Another year, another 2 percent tuition hike. It’s 5 percent for out of state students and an extra 4 percent if you want to “set” your tuition at a fixed price to avoid even more tuition hikes. The vice president for student affairs actually said in a Daily Wildcat article on March 12 that the university’s business plan was built on an assumption of 2 percent yearly tuition increases, so this sounds like the normal state of affairs. But should it be?
I say, hell no.
I will be the first to admit that I’m one of the lucky ones. My family is comfortably middle class, and the price of school here is far smaller than at many other state colleges and almost all private ones — even more so because I live at home.
And yet my family is still unsure how to pay for my and my brother’s college educations, because even this relatively paltry sum is so high.
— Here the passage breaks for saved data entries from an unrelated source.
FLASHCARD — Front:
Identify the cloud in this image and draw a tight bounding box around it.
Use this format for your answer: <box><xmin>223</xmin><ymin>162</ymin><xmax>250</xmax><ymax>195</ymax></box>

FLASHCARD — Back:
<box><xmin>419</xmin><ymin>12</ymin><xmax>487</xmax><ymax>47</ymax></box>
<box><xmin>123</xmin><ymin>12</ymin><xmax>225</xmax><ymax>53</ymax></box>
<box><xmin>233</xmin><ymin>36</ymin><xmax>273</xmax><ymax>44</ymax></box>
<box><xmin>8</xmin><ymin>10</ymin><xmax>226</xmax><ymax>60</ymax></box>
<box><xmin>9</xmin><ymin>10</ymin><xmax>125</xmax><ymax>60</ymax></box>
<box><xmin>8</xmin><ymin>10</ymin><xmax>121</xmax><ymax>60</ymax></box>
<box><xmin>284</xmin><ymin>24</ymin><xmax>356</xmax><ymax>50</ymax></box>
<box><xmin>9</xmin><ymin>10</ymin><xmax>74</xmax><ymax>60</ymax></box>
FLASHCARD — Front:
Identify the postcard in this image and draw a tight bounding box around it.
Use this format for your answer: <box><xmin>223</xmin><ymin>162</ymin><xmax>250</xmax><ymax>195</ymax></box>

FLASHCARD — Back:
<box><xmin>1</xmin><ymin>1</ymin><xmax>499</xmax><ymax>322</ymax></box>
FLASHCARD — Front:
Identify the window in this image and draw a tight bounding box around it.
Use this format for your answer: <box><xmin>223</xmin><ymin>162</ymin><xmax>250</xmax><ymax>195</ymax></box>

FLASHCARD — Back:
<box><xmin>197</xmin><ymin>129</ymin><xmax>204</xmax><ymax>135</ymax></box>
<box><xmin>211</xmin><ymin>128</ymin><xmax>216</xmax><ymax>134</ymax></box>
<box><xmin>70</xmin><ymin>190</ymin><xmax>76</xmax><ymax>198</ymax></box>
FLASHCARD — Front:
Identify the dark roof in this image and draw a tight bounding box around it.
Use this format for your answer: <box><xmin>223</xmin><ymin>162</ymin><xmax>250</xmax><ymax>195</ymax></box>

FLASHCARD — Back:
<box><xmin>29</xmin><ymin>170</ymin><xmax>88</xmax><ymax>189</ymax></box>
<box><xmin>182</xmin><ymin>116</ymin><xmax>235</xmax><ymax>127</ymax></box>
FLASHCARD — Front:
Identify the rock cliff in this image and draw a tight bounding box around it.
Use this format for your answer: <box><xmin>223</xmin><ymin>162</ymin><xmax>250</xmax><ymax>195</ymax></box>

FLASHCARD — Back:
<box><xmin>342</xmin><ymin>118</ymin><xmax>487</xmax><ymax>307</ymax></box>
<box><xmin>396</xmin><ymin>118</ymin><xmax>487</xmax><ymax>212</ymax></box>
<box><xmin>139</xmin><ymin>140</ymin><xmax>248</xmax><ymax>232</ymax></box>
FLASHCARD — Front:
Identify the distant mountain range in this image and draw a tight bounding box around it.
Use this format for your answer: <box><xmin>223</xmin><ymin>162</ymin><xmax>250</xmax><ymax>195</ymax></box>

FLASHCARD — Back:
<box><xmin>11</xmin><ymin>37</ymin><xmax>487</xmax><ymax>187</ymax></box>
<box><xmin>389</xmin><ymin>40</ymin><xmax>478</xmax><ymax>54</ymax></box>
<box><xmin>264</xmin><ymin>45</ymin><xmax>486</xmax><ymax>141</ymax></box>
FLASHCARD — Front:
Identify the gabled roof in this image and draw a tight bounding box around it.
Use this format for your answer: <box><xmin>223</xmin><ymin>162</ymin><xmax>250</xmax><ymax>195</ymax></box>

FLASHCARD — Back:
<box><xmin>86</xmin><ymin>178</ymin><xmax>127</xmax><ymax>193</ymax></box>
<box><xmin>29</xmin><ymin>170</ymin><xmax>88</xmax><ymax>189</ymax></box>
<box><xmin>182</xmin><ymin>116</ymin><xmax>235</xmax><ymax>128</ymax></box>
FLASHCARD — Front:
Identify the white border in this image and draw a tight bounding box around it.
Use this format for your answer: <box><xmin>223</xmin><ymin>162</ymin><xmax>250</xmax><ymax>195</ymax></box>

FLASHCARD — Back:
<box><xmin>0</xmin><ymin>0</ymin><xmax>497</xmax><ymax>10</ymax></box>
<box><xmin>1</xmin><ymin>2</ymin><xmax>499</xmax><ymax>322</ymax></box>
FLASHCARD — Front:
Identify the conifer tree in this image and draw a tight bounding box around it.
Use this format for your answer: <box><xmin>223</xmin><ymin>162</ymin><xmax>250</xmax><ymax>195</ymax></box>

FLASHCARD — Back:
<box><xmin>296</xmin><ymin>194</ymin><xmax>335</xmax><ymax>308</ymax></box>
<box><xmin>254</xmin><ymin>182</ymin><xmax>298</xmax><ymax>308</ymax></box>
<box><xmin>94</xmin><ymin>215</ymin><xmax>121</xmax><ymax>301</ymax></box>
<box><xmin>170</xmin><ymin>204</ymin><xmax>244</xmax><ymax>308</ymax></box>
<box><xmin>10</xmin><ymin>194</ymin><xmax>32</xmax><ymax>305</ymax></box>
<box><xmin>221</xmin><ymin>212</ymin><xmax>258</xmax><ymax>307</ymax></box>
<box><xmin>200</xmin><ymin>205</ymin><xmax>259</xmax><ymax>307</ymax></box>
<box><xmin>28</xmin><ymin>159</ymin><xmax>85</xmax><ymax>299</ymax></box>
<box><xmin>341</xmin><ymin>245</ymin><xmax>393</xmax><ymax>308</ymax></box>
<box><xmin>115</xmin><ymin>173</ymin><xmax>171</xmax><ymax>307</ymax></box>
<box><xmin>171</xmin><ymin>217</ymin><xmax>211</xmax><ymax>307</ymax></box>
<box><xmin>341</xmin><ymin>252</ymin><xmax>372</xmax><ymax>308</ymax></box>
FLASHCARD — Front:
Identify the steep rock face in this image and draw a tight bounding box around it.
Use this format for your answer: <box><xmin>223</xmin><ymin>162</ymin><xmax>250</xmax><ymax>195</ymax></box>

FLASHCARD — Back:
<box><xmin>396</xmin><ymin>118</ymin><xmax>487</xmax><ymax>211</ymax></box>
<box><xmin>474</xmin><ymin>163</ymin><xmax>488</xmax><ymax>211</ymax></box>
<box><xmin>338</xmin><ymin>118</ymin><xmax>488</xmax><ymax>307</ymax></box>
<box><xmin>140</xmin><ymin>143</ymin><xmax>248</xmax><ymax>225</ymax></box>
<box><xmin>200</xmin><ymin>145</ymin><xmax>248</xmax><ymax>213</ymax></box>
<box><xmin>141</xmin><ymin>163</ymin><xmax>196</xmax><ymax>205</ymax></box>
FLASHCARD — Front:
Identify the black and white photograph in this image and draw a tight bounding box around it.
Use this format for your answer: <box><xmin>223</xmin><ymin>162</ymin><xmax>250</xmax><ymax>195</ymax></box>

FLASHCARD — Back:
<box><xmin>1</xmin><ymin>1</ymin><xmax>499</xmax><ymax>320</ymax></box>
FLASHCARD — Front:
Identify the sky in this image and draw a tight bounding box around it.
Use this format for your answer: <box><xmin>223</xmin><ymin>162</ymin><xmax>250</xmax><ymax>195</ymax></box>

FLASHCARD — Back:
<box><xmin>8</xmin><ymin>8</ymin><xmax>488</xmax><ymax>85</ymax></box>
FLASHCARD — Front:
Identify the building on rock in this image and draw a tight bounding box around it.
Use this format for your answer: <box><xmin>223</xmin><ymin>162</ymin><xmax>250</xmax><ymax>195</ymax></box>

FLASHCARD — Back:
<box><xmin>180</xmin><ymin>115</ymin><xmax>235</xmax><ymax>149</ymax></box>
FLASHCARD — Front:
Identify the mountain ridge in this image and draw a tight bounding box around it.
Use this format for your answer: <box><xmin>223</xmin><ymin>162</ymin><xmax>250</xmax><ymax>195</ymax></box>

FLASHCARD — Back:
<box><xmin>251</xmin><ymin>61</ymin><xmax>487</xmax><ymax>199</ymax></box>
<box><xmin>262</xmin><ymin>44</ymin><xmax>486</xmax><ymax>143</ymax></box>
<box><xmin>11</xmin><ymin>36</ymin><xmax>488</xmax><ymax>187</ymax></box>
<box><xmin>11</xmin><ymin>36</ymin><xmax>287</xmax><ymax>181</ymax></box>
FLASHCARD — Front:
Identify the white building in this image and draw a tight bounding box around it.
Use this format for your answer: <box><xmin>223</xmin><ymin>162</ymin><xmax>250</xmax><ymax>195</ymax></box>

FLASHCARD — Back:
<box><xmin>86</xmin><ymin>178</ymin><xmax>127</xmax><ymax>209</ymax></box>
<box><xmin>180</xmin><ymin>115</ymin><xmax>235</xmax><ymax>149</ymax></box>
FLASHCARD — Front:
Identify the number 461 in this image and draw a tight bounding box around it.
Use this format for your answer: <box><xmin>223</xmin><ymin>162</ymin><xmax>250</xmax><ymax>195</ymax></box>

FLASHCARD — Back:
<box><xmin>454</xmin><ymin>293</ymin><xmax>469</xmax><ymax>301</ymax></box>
And forgoing a degree no longer seems to be a viable option, either, given that a bachelor’s degree is now all-but-essential for even low-level jobs.
I look at far less fortunate folks, students who have taken on crippling loan debt or whose families teeter on the brink of bankruptcy just to pay tuition, and the whole state of affairs looks even more grotesque.
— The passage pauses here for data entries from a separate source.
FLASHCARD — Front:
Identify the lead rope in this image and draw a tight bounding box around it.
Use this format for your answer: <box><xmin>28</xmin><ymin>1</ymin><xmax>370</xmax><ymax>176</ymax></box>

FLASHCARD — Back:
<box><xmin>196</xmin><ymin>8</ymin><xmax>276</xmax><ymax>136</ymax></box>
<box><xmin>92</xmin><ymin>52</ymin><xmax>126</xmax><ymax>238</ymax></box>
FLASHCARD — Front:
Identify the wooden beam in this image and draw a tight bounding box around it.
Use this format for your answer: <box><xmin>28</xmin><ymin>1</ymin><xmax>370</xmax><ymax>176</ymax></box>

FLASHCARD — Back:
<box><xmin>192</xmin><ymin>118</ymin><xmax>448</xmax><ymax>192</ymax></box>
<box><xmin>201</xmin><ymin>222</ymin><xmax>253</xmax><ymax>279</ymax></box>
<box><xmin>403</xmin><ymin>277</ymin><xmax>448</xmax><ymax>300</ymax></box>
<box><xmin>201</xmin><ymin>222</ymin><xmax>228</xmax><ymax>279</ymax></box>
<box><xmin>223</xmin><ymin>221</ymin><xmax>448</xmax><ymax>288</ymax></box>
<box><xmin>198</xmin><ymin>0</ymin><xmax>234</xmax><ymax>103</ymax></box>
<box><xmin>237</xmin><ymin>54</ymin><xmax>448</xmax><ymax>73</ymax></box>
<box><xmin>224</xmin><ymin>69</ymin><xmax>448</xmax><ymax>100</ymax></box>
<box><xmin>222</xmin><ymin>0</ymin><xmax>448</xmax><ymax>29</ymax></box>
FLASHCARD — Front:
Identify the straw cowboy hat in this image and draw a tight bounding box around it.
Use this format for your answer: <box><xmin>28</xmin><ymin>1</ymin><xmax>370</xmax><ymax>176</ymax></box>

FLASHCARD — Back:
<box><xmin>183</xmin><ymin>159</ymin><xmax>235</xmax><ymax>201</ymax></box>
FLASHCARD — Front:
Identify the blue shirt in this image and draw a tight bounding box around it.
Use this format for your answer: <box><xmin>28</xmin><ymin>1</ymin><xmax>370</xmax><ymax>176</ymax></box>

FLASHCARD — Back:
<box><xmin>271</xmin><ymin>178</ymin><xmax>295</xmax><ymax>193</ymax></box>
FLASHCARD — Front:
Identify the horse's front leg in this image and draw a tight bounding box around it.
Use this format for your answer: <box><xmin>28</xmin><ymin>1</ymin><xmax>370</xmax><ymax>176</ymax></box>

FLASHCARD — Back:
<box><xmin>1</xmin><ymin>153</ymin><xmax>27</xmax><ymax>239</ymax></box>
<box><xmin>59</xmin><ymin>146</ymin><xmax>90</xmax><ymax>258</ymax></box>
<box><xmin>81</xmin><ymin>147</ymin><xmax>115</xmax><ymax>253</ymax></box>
It didn’t use to be this way. The cost of tuition at state institutions skyrocketed by 559 percent from 1985 to 2012. From 2008 to 2014 alone, tuition at Arizona’s state universities rose 70 percent.
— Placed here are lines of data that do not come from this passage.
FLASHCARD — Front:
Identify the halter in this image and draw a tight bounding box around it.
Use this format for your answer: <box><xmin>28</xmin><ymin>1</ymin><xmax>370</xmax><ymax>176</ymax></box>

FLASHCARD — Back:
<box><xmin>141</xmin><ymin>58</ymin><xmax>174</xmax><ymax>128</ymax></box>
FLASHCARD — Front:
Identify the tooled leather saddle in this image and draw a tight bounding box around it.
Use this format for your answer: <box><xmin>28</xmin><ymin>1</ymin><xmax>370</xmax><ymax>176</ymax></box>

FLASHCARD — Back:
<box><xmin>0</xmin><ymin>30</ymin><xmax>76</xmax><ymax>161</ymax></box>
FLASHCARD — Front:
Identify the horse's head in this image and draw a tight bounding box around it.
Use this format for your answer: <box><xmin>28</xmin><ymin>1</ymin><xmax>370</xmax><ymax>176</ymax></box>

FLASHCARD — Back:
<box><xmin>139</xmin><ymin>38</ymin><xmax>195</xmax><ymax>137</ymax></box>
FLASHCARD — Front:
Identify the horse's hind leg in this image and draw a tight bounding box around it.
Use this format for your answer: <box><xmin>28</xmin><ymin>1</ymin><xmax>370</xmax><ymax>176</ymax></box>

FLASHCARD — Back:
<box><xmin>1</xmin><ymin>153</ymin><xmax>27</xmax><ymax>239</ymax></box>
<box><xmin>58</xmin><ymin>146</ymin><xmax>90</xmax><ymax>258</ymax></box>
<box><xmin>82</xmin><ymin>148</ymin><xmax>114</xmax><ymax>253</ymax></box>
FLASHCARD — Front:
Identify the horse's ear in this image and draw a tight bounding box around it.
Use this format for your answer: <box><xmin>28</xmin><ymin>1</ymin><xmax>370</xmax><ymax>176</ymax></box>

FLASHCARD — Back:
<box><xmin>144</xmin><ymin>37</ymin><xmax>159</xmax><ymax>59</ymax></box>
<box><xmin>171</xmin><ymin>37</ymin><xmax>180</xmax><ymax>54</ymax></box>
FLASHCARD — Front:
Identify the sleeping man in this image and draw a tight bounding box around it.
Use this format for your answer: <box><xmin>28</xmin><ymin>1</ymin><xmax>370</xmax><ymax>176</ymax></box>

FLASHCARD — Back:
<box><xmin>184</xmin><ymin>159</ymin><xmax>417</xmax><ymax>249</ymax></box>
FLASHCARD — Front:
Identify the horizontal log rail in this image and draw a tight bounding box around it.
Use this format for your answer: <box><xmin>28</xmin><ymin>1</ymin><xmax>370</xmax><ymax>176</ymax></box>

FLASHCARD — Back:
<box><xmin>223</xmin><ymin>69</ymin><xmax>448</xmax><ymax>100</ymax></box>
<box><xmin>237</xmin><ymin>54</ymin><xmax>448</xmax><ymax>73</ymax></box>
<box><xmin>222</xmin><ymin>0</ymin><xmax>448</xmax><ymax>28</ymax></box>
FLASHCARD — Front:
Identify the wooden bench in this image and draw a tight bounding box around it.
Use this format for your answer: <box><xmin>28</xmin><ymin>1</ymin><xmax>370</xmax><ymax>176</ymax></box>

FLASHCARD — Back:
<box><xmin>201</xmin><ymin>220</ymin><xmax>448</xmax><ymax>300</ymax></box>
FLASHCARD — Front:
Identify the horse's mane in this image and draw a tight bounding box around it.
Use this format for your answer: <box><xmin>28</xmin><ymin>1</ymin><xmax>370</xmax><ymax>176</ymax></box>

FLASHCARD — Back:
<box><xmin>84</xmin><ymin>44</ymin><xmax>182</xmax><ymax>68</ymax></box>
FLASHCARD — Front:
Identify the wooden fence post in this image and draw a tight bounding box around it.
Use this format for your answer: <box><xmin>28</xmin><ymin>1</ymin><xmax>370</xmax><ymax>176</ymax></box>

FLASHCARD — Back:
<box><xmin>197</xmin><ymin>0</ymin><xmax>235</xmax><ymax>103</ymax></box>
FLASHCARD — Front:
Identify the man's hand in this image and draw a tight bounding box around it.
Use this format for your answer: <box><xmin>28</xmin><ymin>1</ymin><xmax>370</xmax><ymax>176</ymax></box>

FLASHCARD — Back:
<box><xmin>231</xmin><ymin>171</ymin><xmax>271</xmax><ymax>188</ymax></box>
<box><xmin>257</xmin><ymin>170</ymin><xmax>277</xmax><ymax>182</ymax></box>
The reason for this is simple: budget cuts. States stopped paying large chunks of higher education operating costs, forcing universities to take more money from student tuition. The institutions charged with educating the general public at a low cost now resemble private schools more than the public goods they were created to be.
The problem can be also be tracked back to President Ronald Reagan’s administration, when funding for grants was cut and the push for student loans began. It was part of an overall trend in which government programs were choked off, pitting education against other discretionary spending programs for what little funds remained. Usually, students lost.
This reflects our rather poor priorities as a society, and it needs to stop. We cannot sit idly by while the future labor and economic power of our society is burdened with debt and fear by a government that is afraid to spend money even on the things that government is obligated to spend money on.
The government could easily fund a far higher percentage of college operating costs just by raising taxes on the proverbial “one percent,” or the wealthiest 1 percent of people in the U.S. The U.S. has one of the lowest tax rates of any industrialized nation, ranking 22nd out of 25 countries according to The Atlantic, and the tax rate on the rich is about one-third of what it was in the early 1960s, according to famed economist Thomas Piketty. I think the one percent could live with a bump in taxes to pay for the general public’s education, and we should push for that to happen.
As the new school year begins, I say, let’s start this fight. Education should not be perverted into a profit-making scheme but must exist as a public good that is accessible to all. And the most notable feature of a public good, of course, is public funding. Let’s make that the notable feature of our public education.